– Patrice Robert : « On ne peut plus supporter des augmentations de coûts »

À quelques jours du lancement des négociations tripartites, la Mauritius Export Association (MEXA), regroupant les entreprises exportatrices, monte au créneau prônant la prudence. « Nous sommes inquiets », déclare le président, Patrice Robert. « Inquiets car il faut maintenir la compétitivité des usines mauriciennes. On ne peut les mettre en péril. Il est primordial de garder Maurice compétitive pour passer les mauvais moments actuels et garder notre secteur résilient. » Il ajoute que « nos membres ont fait beaucoup d’efforts jusqu’à maintenant et on n’arrive à un point où on ne peut plus supporter des augmentations des coûts de production. »

Les responsables de la MEXA, Patrice Robert, Arif Currimjee (vice-président) et Lilowtee Rajmun (CEO), ont mis le doigt sur le défi du « cost of doing business », arguant que « c’est très difficile d’absorber les coûts ‘one after the other’ » et que les changements liés à la Workers’ Rights Act ont « réduit la flexibilité de l’emploi dans le secteur », ajoutant que « nous voulons que le secteur reste résilient et compétitif et si nous dépassons un ‘threshold’ cela devient très compliqué pour nous ».
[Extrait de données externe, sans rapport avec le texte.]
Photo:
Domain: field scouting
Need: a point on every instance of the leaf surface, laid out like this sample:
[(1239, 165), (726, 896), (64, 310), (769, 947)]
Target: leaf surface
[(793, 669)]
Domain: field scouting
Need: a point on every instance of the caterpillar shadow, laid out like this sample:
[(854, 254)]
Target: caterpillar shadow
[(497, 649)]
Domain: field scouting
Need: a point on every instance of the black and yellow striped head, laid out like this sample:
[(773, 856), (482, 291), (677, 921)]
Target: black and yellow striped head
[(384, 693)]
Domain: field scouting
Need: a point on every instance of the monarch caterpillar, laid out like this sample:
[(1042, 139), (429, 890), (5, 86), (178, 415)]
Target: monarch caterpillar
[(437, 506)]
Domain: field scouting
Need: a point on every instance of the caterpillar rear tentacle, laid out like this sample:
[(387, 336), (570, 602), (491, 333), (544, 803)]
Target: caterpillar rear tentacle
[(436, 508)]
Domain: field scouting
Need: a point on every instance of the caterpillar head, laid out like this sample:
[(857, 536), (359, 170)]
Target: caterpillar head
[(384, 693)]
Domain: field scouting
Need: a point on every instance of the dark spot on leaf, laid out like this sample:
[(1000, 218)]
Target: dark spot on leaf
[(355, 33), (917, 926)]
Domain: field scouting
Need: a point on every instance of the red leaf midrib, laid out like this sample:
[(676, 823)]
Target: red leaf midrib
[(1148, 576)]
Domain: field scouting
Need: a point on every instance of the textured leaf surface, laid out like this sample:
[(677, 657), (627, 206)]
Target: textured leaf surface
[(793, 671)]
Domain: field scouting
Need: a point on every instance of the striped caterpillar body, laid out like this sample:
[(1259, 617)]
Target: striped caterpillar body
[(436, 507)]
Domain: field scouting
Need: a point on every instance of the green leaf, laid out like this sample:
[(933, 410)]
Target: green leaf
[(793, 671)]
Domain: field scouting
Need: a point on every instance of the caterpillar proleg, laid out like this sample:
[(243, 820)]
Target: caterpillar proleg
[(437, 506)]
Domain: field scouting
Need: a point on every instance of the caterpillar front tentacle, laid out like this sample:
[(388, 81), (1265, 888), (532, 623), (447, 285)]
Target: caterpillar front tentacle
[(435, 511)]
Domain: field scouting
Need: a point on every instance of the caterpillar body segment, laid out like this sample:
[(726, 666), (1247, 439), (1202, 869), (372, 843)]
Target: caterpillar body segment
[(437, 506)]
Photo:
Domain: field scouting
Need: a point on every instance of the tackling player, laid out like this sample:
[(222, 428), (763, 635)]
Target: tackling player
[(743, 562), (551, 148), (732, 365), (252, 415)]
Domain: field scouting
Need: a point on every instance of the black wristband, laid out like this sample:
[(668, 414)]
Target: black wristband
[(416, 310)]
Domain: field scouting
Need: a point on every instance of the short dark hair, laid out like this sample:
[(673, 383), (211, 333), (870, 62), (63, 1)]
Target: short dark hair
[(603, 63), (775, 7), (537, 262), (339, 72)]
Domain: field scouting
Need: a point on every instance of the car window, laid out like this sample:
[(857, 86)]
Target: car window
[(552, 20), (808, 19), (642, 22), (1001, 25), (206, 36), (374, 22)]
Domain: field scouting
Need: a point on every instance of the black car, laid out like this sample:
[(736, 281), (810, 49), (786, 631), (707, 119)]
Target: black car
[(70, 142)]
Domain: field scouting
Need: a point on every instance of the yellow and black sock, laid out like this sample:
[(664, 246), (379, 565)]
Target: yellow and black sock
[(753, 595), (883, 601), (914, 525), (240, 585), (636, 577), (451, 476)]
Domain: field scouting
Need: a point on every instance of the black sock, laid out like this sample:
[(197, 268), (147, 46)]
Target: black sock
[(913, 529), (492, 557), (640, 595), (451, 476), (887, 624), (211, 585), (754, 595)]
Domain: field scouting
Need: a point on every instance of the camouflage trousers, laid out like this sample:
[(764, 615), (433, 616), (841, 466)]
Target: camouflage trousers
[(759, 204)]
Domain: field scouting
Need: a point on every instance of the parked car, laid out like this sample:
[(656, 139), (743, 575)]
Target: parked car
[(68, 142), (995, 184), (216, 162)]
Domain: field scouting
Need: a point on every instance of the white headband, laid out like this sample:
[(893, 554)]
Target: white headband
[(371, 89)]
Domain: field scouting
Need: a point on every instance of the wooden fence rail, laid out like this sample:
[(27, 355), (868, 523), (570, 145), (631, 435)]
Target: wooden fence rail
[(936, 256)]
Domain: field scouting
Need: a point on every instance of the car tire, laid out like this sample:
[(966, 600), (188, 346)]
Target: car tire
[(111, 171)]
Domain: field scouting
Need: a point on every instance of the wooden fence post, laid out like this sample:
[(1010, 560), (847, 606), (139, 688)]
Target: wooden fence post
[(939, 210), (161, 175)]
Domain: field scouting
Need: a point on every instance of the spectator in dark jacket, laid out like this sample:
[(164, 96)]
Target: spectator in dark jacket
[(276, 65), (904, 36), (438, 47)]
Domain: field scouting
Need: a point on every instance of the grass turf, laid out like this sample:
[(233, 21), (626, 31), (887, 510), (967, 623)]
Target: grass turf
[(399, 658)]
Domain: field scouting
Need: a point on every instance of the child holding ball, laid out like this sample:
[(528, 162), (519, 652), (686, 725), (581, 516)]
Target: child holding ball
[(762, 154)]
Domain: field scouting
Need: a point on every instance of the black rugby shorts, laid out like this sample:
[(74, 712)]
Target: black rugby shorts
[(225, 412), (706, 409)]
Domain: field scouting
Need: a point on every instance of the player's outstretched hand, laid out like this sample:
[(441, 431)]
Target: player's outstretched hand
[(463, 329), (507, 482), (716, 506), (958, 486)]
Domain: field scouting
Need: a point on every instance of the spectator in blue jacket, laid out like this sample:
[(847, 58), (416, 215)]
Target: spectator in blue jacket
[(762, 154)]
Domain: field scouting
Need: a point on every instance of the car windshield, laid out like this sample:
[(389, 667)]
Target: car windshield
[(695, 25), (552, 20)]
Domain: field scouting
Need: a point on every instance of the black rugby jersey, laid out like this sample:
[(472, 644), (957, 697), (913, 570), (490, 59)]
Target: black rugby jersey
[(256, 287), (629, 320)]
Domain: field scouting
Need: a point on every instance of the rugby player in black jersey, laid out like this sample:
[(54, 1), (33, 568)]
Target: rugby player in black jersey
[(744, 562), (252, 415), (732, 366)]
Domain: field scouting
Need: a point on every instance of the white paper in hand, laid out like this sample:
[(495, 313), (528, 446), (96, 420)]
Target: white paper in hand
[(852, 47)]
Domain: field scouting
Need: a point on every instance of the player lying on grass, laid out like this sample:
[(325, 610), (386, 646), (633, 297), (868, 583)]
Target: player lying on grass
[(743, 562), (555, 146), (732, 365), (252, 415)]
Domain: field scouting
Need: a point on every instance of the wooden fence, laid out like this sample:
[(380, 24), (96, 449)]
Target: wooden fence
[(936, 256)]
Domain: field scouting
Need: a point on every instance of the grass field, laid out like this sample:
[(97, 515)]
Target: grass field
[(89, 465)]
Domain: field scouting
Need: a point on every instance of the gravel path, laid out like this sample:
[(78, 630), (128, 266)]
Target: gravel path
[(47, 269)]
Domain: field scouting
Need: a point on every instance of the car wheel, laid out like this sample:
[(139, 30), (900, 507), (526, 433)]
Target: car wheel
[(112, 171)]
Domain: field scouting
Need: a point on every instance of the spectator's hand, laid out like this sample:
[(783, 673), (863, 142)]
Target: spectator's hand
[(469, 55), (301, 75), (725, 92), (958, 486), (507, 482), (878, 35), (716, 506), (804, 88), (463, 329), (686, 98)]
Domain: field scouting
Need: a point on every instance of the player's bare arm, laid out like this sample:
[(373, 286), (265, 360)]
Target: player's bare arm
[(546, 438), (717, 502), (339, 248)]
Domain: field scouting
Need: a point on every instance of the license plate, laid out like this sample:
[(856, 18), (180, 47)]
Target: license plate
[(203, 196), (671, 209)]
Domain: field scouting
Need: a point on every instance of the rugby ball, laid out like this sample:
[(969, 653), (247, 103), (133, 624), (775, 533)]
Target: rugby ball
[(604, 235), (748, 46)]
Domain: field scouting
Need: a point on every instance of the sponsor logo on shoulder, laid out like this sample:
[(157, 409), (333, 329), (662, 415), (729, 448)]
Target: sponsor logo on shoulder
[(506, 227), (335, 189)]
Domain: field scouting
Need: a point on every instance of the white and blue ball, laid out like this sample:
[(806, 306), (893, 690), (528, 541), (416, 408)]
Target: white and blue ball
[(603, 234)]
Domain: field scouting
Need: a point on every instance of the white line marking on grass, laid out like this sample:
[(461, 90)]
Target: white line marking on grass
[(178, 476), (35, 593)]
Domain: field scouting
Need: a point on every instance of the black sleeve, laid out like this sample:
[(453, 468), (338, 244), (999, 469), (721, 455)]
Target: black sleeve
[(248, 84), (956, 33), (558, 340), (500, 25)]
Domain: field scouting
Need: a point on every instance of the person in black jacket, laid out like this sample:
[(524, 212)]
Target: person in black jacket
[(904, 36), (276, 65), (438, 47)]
Dans la conjoncture, la MEXA est venue confirmer que le secteur se porte mieux que prévu, avec une performance en hausse pour le troisième trimestre 2020 comparé à la même période en 2019. Toutefois, des ‘challenges’ demeurent dont la connectivité, le ‘cost of doing business’ et des travailleurs étrangers qui désertent les entreprises.
Arif Currimjee explique que les chiffres compilés par la MEXA montrent que durant le confinement il y a eu effectivement une baisse « assez significative » des exportations, mais au troisième trimestre 2020, « on a vu un rebond significatif, en général, soit 107% de la performance réalisée au troisième trimestre 2019 ». Durant ce trimestre, les exportations étaient supérieures, ayant atteint Rs 12,8 milliards, comparé à Rs 12 milliards pour la même période l’année dernière. A ce stade la performance du secteur des exportations serait de -15% pour l’année 2020 par rapport à 2019, selon la MEXA. Toutefois, ces chiffres sont en roupies, mais il « faut tenir compte de la dépréciation de la roupie ».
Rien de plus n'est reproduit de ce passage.